How to tackle some common decluttering conundrums

As a declutter coach and professional organiser, I have had the privilege of helping many people free themselves from the clutter that was holding them back from living their best lives. Today, I thought I’d explore a few of the more common questions that have come up through the process of decluttering.

PROBLEM: I am so overwhelmed I don’t even know where to start.

  • When you feel like this it can be really helpful to ask yourself, what is the biggest pain point in the home? Figure out what area drives you the most crazy and start there. Tackling a space that has bothered you for ages can be really rewarding and may just motivate you to keep going.

  • Another approach might be to start somewhere small where the stakes are lower and you can get a quick win under your belt. This can be a great way to build momentum and work up to the harder areas once you’re feeling a bit more confident.

  • Pick a category that has less emotional attachment for you and start there. For some people starting with their wardrobe is the easiest, for others it might be the pantry. There is no right or wrong answer - but it can be helpful to pick an area that allows you to make quick decisions on whether to keep or let go of items.

  • NEVER start with the sentimental items when you’re feeling overwhelmed!

PROBLEM: But what if I might need it later?

  • This is what we refer to as a scarcity mindset - where we fear a lack of resources so we hold on to things “just in case”. This type of mindset can be a real barrier to being able to successfully break free from clutter. It’s very common for people to develop this scarcity mindset, especially if they have lived with financial instability. There can be a tendency to want to hold on to everything if you are not sure if/when you will be able to replace it if you need it. Not being wasteful is actually quite admirable, but when the volume of items you are keeping “just in case” start to outweigh the physical space that you have to live in, then it becomes a problem.

  • A scarcity mindset, ironically, can lead us to over-purchase. When we fear running out we can end up developing hoarding behaviours and buying way more than we actually need. Moving towards an abundance mindset allows us to appreciate what we already have and find ways to creatively up-cycle or re-use things we own in new ways. It also helps us be much more intentional with future purchases.

  • Let’s say you do need it later - can you find the item easily? Is it stored and organised in such a way that you not only remember that you have the item, but that you can locate it when you need it? Do you have the space to create a spot for it to live? If the answer is no, let it go.

  • Is there someone that needs it more right now? Be really honest with yourself and ask if holding on to something you no longer use or need is really serving you any more. Will it still work or be in the best condition in the future when you “may” need it? Clothing perishes over time, technology changes rapidly and styles and tastes change. Isn’t it more wasteful to allow items to languish in your home rather than giving them to someone who can use them now?
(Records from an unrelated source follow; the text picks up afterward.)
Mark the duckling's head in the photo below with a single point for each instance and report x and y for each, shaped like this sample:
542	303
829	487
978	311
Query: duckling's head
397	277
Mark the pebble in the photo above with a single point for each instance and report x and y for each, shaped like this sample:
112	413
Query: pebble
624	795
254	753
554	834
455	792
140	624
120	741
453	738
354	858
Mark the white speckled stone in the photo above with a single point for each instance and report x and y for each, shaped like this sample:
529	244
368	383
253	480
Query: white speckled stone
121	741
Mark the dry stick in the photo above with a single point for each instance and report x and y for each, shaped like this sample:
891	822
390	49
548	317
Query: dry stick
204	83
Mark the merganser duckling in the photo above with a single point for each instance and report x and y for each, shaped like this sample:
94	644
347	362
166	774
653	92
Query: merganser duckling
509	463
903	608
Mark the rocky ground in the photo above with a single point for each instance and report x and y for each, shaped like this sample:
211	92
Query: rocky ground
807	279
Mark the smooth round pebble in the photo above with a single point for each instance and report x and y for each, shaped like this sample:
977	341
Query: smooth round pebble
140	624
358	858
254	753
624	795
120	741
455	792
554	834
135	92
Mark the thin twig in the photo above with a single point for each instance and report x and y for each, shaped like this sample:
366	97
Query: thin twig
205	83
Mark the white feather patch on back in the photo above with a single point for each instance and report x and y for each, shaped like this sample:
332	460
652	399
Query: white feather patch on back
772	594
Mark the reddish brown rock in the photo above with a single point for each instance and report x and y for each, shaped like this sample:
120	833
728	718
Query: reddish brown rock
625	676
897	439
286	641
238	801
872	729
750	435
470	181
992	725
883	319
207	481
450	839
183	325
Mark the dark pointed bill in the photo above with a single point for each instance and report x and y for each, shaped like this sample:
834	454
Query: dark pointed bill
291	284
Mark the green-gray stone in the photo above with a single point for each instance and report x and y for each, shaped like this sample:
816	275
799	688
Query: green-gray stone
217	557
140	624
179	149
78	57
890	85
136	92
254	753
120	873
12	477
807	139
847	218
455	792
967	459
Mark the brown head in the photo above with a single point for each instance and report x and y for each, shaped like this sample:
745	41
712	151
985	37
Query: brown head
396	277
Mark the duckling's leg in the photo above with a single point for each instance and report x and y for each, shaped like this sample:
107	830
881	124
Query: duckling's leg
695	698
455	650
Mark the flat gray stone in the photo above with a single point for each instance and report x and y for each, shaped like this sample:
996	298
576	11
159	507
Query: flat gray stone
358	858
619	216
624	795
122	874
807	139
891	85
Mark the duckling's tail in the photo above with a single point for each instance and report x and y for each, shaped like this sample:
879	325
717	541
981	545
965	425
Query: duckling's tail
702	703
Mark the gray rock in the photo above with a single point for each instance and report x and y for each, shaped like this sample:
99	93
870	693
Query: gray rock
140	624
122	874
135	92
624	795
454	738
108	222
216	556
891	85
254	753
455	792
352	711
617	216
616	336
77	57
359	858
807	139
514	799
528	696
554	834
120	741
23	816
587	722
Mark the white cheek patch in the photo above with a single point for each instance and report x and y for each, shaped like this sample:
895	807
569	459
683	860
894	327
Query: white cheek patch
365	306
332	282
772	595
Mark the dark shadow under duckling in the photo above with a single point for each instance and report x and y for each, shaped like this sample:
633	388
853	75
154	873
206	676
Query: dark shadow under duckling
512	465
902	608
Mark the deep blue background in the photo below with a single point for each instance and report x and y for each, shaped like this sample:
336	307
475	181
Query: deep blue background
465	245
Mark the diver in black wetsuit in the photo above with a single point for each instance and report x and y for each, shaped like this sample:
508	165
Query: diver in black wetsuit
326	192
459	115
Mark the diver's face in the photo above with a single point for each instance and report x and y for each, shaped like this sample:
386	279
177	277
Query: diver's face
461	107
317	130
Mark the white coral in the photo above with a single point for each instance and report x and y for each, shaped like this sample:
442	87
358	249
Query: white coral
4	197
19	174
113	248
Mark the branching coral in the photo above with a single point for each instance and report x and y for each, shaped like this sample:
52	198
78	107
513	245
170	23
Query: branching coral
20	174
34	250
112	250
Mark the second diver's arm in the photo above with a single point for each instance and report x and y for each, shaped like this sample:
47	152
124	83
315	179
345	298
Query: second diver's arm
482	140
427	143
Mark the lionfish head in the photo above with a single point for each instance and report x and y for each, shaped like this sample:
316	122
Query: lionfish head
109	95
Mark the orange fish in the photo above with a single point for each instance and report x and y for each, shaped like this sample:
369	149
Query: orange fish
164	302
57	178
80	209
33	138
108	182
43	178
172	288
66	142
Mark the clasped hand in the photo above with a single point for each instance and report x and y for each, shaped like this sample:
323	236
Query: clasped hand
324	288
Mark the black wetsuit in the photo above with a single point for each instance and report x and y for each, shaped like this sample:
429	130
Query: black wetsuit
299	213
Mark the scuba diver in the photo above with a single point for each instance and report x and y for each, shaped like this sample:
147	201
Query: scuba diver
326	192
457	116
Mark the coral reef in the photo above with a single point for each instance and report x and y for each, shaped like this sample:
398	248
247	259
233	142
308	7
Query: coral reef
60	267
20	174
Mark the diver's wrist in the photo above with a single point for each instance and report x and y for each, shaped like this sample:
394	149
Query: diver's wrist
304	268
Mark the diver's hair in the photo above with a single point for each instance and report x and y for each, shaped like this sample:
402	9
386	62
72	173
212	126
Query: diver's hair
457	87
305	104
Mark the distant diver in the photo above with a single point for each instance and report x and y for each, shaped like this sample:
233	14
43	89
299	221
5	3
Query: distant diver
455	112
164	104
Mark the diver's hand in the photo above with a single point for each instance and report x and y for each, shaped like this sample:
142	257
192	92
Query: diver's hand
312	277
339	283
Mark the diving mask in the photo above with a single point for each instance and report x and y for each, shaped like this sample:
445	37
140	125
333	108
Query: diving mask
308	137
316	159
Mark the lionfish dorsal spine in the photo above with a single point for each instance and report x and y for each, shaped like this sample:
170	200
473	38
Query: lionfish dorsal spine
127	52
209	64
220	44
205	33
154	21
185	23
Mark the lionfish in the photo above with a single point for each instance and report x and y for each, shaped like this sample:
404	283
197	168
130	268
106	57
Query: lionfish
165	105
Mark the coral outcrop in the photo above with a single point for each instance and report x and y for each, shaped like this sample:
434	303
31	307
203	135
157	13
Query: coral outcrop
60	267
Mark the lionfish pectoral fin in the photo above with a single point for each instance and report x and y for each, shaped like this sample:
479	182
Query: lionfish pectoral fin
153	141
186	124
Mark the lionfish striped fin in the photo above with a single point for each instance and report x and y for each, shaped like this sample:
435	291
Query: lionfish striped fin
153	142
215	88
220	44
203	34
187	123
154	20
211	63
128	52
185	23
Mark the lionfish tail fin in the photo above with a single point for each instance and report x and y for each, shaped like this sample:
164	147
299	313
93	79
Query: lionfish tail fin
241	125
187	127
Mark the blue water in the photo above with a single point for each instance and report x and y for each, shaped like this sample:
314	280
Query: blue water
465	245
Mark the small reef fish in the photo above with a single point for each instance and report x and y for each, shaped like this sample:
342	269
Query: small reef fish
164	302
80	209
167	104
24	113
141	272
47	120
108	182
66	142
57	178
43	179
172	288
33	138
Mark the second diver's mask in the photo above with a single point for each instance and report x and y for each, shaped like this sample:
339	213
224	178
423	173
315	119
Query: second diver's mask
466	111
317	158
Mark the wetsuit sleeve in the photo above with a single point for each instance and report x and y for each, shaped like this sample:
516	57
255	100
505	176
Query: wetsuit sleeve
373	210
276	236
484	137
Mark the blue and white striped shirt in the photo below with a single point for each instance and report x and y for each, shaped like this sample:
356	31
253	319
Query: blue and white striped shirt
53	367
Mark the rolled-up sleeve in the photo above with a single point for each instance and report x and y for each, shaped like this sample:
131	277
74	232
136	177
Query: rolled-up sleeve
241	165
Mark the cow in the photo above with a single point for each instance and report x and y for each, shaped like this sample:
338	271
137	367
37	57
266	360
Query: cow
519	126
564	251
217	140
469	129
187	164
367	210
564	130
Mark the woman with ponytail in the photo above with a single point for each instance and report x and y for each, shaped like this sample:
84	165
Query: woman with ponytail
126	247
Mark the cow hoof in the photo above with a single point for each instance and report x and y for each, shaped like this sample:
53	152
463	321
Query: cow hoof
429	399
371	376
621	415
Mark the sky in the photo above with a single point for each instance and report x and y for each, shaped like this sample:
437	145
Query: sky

  • DONATE and give your items another life

PROBLEM: But I don’t want to contribute to landfill

  • Time for a little reality check - every item we possess will one day end up as landfill. The question is do you want to LIVE in your landfill? This is a confronting thought for sure and can hold a lot of people back in letting go of their unwanted clutter. Hopefully the reality of this will make us far more intentional about what we choose to purchase and bring into our homes in the future.

  • Holding on to items that can be re-used, re-cycled and up-cycled is actually wasteful and will in the long run contribute more to landfill if items are not re-purposed while there is still life in them. Contributing to the circular economy by donating, selling or re-gifting just makes good environmental sense.

  • For every item you bring into your home, think about its life cycle. Becoming more conscious consumers not only helps us save money but it helps us save the planet too.

PROBLEM: I can’t give that away because it was a gift - even though I hate it

  • This is a tricky one to navigate for a lot of people as gifts can often come with a lot of emotional baggage. In most cases, a gift is given with good intentions. The giver has put thought, money and effort into choosing something that they think you’ll like. It’s a gesture to show someone that you care. We’ve all heard the cliche - “it’s the thought that counts” and I think it applies with receiving gifts. We can be grateful for the thought and appreciative of the effort and care that went into the choosing, but once we receive the gift it is ours to do with as we wish.

  • It can be hard to hear for some people, but we are not obliged to keep any gifts regardless of who gave them to us. It’s ok to love the person but not the gift.

  • Re-gifting or donating an unwanted gift actually keeps the spirit of giving alive and is a far better way to honour the original gift-giver than keeping something out of obligation. Rather than allowing unloved and unwanted items to languish in the back of a cupboard somewhere, you can pass them on to someone who will treasure them.

PROBLEM: Why can’t I maintain the space once I’ve decluttered?

  • Take another look at the space - is there still too much stuff that will reasonably fit there? Do you need to do a second pass and let go of more items? Do you need to find another space to house the items?

  • Is the system working for your household? Are you storing the items where you will actually use them? Is it an easy system for the whole family to follow and maintain?

  • Is it that you haven’t formed the habit of putting things away in their new spot yet? Be gentle with yourself - it takes time for new habits to stick. A helpful mantra that many professional organisers use is “don’t put it down, put it away”. Try to take the extra time to put things away where they belong - future-you will thank you for it!